Pemba Island
Your getaway to the “ Green Island.”
The charms of Zanzibar’s main island, Unguja, are now an open secret, and significant investment has arrived with the crowds of tourists. It means there’s no shortage of luxury hotels and resorts by the beaches, but what if you still want that remote island getaway?
Beaches
The sandy beaches on Pemba are as remote and crowd-free as they are beautiful. Getting to them is an adventure in itself and all the more rewarding as a result. The island is ringed with dense mangrove forest that has to be navigated to reach the beaches. Boat trips run throughout the day to access the islands hidden beaches and secret coves.
Head to Vumawimbi Beach cloistered amid the spectacular coastal forest of the Kigomasha Penisula on the island’s east coast, and you will likely find you have this spectacular sickle-shaped stretch of sand and crystal-clear turquoise waters to yourself. With most of the island’s hotels on the opposite coast, the beach is the ideal isolated spot for a picnic to remember.
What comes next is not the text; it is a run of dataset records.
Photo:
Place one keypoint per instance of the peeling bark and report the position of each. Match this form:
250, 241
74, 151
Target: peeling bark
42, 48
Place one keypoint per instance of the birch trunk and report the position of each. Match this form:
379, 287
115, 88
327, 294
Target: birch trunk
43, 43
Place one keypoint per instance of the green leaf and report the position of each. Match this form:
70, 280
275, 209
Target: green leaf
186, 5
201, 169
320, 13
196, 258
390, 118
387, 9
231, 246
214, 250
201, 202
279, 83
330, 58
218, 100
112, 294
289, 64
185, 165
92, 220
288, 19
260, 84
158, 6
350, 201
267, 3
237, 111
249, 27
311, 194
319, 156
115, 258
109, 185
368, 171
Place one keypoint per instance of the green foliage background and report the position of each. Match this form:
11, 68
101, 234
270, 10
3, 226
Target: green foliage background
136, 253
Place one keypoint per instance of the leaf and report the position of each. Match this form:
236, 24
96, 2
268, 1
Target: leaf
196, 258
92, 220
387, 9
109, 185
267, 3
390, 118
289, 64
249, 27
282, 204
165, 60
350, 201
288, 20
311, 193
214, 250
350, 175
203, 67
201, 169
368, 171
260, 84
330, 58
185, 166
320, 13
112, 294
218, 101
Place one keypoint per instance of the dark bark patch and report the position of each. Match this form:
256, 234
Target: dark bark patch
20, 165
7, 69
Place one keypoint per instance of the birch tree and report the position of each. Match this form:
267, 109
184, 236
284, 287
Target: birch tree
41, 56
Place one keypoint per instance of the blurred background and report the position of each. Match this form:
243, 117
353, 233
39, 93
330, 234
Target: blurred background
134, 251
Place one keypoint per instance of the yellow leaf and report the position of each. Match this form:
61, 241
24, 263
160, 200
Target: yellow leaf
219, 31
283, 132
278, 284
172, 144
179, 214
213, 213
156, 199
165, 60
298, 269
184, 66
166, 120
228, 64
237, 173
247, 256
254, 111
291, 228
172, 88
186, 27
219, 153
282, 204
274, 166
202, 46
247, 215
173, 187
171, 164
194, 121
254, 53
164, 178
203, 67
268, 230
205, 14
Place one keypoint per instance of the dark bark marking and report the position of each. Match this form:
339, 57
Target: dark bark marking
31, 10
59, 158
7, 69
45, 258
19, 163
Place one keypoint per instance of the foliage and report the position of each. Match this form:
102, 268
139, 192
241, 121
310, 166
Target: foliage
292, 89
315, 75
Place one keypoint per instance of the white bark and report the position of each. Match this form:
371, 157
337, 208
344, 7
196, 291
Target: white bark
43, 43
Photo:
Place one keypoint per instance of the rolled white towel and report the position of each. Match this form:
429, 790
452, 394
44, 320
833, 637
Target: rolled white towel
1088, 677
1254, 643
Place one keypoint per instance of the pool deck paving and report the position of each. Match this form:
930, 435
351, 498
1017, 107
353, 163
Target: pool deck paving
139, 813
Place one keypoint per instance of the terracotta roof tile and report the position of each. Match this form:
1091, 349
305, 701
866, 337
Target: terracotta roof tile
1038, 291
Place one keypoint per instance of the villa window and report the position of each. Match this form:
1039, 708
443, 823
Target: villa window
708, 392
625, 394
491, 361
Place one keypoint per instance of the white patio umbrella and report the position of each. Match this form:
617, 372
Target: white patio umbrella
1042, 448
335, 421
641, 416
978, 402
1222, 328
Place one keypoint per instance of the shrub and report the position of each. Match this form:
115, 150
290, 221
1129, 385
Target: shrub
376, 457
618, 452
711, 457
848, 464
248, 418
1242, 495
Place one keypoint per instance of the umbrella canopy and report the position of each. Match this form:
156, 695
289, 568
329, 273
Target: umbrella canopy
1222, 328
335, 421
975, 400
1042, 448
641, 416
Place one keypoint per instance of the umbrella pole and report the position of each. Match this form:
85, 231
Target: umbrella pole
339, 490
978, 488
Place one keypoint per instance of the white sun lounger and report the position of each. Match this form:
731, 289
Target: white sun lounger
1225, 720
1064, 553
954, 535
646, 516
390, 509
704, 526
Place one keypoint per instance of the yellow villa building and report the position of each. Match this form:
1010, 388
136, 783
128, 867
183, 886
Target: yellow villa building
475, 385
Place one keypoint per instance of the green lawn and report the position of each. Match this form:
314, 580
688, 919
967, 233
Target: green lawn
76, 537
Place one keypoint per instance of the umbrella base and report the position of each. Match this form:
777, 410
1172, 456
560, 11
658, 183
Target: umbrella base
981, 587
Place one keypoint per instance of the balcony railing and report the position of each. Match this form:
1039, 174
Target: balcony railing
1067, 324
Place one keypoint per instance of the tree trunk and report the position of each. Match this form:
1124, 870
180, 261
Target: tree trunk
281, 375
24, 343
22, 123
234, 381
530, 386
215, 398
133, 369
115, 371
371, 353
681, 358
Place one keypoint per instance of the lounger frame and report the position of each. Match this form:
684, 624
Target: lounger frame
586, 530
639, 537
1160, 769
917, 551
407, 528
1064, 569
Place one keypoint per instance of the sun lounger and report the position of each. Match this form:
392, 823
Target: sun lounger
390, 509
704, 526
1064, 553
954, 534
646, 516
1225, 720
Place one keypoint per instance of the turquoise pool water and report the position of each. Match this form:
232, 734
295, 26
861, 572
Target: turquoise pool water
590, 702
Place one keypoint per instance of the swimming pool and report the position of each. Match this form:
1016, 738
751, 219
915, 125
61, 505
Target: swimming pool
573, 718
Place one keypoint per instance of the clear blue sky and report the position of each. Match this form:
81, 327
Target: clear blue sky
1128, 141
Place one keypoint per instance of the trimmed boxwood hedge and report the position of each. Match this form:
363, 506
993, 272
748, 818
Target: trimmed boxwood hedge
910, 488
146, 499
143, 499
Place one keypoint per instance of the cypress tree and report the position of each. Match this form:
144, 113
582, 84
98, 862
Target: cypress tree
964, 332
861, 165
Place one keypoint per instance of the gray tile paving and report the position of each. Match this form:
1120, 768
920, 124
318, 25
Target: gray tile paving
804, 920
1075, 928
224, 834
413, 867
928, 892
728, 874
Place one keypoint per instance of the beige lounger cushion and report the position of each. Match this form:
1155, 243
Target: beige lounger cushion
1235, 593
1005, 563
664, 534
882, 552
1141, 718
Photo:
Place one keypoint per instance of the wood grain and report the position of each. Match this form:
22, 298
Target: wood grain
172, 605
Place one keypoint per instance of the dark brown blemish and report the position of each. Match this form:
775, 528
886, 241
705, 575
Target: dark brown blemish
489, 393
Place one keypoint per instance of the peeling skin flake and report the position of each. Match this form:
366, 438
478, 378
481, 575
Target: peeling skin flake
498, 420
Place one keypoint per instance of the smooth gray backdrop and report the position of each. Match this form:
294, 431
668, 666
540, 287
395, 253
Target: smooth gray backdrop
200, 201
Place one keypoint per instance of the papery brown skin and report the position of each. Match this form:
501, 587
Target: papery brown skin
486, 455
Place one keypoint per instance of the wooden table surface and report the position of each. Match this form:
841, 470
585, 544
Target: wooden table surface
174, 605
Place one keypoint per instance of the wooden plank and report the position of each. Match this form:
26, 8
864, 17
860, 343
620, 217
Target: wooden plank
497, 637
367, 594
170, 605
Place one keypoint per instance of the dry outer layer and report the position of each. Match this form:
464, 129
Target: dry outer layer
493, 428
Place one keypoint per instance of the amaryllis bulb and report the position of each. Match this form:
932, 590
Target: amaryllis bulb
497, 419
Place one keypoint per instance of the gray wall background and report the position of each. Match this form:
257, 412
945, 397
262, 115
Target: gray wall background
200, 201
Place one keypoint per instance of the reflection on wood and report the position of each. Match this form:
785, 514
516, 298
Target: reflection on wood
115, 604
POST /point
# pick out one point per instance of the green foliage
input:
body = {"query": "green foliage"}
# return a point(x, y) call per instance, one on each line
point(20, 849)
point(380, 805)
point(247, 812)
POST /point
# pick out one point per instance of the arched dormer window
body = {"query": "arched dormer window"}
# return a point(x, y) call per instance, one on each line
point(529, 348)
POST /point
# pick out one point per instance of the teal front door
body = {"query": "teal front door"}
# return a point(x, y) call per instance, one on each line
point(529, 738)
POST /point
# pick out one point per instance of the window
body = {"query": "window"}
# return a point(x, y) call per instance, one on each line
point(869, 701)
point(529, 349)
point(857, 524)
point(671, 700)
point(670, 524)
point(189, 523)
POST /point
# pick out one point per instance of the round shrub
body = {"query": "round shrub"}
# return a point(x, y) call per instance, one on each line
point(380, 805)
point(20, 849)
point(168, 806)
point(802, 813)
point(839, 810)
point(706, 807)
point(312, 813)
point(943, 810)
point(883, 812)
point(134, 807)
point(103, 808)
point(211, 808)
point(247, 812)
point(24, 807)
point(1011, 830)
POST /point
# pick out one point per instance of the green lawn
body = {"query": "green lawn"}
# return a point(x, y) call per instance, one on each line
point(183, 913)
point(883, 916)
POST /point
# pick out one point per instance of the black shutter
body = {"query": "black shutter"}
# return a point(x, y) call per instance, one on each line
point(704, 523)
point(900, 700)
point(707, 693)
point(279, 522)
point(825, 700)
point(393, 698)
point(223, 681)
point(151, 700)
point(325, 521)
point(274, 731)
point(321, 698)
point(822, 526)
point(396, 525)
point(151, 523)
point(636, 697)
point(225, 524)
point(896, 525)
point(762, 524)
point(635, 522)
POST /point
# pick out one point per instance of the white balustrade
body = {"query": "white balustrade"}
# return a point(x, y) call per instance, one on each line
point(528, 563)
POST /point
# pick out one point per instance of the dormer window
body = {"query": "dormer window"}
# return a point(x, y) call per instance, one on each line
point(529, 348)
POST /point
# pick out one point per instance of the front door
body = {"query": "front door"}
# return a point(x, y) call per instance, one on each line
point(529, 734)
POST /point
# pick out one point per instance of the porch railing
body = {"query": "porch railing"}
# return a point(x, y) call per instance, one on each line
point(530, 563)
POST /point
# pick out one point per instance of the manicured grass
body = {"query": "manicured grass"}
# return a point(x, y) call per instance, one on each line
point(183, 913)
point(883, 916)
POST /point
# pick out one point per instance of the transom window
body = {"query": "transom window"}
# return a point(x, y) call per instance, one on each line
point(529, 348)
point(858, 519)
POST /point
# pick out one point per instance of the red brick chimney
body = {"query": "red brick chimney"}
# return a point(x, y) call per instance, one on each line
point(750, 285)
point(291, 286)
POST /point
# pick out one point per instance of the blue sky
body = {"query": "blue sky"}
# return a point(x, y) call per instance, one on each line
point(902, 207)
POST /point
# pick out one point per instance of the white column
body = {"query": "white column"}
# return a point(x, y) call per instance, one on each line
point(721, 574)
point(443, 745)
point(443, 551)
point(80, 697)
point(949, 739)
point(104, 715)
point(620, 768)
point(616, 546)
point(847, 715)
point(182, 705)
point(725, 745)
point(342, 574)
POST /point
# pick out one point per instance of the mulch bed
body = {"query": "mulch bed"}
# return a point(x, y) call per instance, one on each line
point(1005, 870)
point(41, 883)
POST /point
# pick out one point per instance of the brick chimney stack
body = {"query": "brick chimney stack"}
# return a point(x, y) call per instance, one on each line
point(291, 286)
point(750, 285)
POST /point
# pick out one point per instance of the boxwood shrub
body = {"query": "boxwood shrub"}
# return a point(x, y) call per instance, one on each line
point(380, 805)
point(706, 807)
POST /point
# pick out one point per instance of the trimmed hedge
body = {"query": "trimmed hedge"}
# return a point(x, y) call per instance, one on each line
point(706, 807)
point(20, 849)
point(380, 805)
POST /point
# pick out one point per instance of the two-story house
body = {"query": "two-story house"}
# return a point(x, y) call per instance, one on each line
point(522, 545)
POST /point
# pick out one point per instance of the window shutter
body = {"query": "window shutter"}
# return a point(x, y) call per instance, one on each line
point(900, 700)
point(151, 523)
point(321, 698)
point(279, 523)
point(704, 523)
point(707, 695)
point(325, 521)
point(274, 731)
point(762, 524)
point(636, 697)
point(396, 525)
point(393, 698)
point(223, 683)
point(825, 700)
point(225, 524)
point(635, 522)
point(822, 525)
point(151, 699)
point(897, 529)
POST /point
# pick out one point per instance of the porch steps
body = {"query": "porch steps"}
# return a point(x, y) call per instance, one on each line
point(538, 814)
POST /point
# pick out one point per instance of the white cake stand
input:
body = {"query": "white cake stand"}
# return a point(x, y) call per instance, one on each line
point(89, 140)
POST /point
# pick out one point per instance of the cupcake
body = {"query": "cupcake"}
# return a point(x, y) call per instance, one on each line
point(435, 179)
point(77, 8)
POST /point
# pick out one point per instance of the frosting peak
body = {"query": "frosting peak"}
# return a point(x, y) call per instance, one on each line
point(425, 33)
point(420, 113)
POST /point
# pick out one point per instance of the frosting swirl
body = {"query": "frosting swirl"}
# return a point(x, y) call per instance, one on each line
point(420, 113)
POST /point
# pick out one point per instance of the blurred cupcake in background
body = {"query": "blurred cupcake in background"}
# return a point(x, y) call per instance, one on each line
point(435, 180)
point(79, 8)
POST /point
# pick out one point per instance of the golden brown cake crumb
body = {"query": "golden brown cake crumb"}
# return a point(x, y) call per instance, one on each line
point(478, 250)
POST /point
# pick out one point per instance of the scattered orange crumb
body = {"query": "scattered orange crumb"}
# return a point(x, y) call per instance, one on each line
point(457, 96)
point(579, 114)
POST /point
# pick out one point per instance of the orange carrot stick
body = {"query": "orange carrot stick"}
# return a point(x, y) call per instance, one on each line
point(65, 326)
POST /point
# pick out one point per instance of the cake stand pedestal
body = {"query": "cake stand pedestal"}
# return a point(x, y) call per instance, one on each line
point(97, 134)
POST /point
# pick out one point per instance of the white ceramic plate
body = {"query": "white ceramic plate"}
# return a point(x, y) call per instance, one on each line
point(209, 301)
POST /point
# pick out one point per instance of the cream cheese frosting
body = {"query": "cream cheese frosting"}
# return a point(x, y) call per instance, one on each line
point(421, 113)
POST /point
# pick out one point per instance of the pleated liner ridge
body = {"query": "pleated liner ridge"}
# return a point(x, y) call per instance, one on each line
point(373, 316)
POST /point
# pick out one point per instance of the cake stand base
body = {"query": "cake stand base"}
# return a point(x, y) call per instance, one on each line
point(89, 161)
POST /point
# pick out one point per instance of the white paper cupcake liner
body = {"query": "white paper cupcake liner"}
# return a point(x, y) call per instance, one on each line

Just another boat ride away is Misali Island, part of the fiercely protected Pemba Channel Conservation Area along Pemba’sm west coast. Pay the admission fee, and you’ll find some of the best diving in East Africa, with pristine coral reefs teeming with marine life easily reached from the beach. Inland from the beaches are caves thought to be inhabited by the spirits of the island’s ancestors.
Nature
Pemba translates from Arabic as “ Green Island,” and it is a haven of lush, fertile land-scapes that roll from forested hills to verdant valleys, all carpeted with plantations of cloves and a variety of fruits such as coconut and mango. You’ll smell the heady aroma of cloves across the island, especially during the harvesting months of September, October, and November when the picked flower buds are left to dry in the sun - a process that releases their sweet, heady aroma to infuse the island’s hot breezes.
Pemba is also home to diverse wildlife, including some iconic species endemic to the island. The Ngozi Forest Reserve is home to noisy populations of red colobus and vervet monkeys who swing from vines in the dense double canopy cover of the woodland here. Another forest resident is the Pemba scops owl, a highly sought-after find for bird enthusiasts. If you want to see a similarly endemic Pemba flying fox, the Kidike Sanctuary has around 4000 of them soaring above the treetops. On the ground, you may be lucky enough to spot the sky and skittish Pemba blue duiker ( a small antelope) as it ventures from the dense forest cover to graze.
Culture
Like its larger island neighbor, Pemba was a target for Arab traders for centuries. The relics of this time have a ghostly romance about them, with ancient ruins peppering the island and having become entwined with the growing forest vegetation.
One of the earliest sites is the Ras Mkumba Ruins, which dates to the 14th Century. It is located south of the island’s capital. Chake Chake, the site includes the remains of tombs, houses, and a mosque that was for some time the largest structure of its type in sub-Sahara Africa. As a primer for a visit to the ruins as well as a useful overview of the cultural history of the island, head to the Pemba Museum in Chake Chake. Located in an 18th-century Omani fort, which was itself built on the remains of a 16th-century Portuguese garrison, it houses a comprehensive set of exhibits revealing Pemba’s storied past.
You can also soak up the island culture firsthand with visits to Pemba’s rural communities.
Diving
Whether you want to safely snorkel over coral reefs just a few strokes from shore or strap on the scuba gear to plunge into the depths of the Indian Ocean, Pemba has got you covered. Go just beyond the coral reefs that ringfence the island, and you are suddenly in the 2000-meter-deep waters of the Pemba Channel, which is an aquatic magnet for marine life such as turtles, game fish, seahorses, reef sharks, cuttlefish, and Napoleon wrasse.
With visibility here, often reaching 20 meters and beyond, you’ll have an amazing view of underwater sights such as coral gardens, wrecks, underwater mountains, and long plunging walls.
August and September are the best months for diving and snorkeling, with water clarity at its peak.
Accommodation
Unlike the necklace of modern luxury hotels and resorts that dominate Unguja’s coastline, Pemba’s nascent Hospitality sector does all it can to blend in with the in with the island’s dense vegetation.
As a case in point, the exclusive Fundu Lagoon hotel is entwined among a mangrove-fringed beach on Pemba’s southwestern shore and can only be reached by boat. The barefoot beach luxury vibe is channeled by its Makuti-thatched suites, which are footsteps from the range of just the ocean and caught seafood that dominates the menu of its excellent restaurant.
If you want to be assured of some deep[ sleep on this most tranquil of islands, you could opt for the underwater villa at the Manta Resort on the island’s northwestern coast. The three-level loading suite has a top deck for sunbathing and taking in the cathedral of stars visible here at night, while the underwater glass suite allows guests to drift off to sleep while watching shoals of reef fish swim by.